Hi there, thanks for getting in touch. It seems the problem is that your input folder only contains 3 genomes:
(from your log)
Mapping "phylophlan" on 3 inputs (key: "map_dna")
Mapping "./phylophlan_output/fasta_contigs_phylophlan_test_slurm/tmp/clean_dna/2001.contigs.fasta"
"2001.contigs.b6o.bkp" generated in 10182s
Mapping "./phylophlan_output/fasta_contigs_phylophlan_test_slurm/tmp/clean_dna/2002.contigs.fasta"
"2002.contigs.b6o.bkp" generated in 6509s
Mapping "./phylophlan_output/fasta_contigs_phylophlan_test_slurm/tmp/clean_dna/2003.contigs.fasta"
"2003.contigs.b6o.bkp" generated in 4223s
and then all markers are discarded because the minimum number of genomes for building a phylogeny is 4. Can you double-check the extension(s) of your input files and make sure all have the .fasta as you specified and then are correctly loaded?

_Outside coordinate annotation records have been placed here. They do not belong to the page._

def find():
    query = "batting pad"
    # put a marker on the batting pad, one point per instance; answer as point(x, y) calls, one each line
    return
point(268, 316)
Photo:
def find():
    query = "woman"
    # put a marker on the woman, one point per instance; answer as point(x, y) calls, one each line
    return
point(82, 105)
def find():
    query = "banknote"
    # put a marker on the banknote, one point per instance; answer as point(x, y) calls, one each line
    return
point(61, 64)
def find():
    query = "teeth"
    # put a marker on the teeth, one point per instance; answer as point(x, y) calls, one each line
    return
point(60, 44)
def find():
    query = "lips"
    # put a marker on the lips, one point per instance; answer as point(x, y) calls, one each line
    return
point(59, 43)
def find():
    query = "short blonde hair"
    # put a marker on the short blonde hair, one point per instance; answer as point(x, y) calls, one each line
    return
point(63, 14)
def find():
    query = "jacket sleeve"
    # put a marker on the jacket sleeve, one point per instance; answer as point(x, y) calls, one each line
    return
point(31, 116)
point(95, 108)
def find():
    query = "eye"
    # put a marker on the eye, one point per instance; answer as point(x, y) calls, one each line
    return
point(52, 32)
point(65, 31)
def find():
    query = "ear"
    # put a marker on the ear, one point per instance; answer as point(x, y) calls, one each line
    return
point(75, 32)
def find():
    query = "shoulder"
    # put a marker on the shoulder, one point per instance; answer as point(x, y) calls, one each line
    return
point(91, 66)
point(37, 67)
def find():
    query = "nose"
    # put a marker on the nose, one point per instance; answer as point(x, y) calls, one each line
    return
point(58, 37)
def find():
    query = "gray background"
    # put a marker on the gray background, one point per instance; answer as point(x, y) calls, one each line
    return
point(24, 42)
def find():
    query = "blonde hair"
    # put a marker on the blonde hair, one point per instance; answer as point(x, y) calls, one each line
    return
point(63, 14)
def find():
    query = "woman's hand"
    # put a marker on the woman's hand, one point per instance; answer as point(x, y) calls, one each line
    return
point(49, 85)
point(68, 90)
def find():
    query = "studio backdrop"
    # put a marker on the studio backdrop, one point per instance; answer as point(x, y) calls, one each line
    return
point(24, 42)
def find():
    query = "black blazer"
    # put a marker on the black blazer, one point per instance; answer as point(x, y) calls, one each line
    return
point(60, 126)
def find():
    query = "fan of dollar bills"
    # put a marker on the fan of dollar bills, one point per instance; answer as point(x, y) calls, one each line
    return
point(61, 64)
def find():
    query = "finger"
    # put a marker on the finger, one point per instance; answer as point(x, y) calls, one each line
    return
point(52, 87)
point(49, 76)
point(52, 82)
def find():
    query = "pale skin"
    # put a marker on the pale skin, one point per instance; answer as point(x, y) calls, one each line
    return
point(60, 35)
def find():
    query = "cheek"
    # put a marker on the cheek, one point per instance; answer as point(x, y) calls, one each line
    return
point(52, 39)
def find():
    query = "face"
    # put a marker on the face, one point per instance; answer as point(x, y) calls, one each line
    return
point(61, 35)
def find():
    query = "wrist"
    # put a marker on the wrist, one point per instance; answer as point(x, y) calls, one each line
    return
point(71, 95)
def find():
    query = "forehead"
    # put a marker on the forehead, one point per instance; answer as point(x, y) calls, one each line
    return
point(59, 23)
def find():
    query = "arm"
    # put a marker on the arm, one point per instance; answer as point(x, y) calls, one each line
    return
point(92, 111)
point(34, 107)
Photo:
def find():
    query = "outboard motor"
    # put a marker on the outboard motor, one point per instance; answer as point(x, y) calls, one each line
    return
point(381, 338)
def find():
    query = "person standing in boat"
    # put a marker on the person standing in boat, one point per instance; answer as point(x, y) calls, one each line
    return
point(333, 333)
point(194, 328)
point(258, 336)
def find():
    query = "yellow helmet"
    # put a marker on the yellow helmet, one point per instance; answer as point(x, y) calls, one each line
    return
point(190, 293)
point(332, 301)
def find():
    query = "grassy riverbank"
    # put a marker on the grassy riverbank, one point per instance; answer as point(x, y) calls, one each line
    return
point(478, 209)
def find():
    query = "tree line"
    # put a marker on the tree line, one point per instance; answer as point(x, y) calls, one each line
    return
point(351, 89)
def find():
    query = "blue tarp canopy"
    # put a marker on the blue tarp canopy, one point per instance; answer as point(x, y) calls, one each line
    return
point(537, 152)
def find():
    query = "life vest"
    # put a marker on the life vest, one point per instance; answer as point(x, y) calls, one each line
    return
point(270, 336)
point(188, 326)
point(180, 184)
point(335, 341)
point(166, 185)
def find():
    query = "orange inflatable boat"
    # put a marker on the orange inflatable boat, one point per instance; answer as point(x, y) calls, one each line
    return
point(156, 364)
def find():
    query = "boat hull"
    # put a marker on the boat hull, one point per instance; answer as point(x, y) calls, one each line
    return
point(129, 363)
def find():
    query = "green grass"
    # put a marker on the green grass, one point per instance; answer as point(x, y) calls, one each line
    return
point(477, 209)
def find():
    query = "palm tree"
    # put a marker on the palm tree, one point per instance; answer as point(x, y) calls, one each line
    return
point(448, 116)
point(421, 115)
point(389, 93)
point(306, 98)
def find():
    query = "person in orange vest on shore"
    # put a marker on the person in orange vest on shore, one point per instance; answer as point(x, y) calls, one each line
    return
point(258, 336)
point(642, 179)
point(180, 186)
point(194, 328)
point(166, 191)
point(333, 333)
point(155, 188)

This is my input files (2001.contigs.fasta, 2002.contigs.fasta, 2003.contigs.fasta). They are in .fasta format from Spades assembled contigs from fastq files generated by the shotgun sequencing. Each file is separate samples so I am running each fasta files for single phylophlan run and iterating the job. I am just running 3 samples for testing.
I cannot attach my input files here because it is large and does not accept attaching .fasta format but could you please let me know what might have caused the issue other than what you have specified in the previous response?
Hi @JWKANG, so if I understood correctly you have multiple bins (MAGs) in each of your 3 fasta files, right?
If so, then that’s the problem. PhyloPhlAn expects as inputs one file representing one genome/MAG/bin. So, you should ‘split’ your 3 fasta files into several fasta files, each one representing the different MAGs/bins. Otherwise, PhyloPhlAn will consider the 3 fasta files as representing 3 different MAGs/bins and that’s not a sufficient number for carrying out a phylogenetic analysis as the minimum in general is to have at least 4 genomes for reconstructing a phylogenetic tree.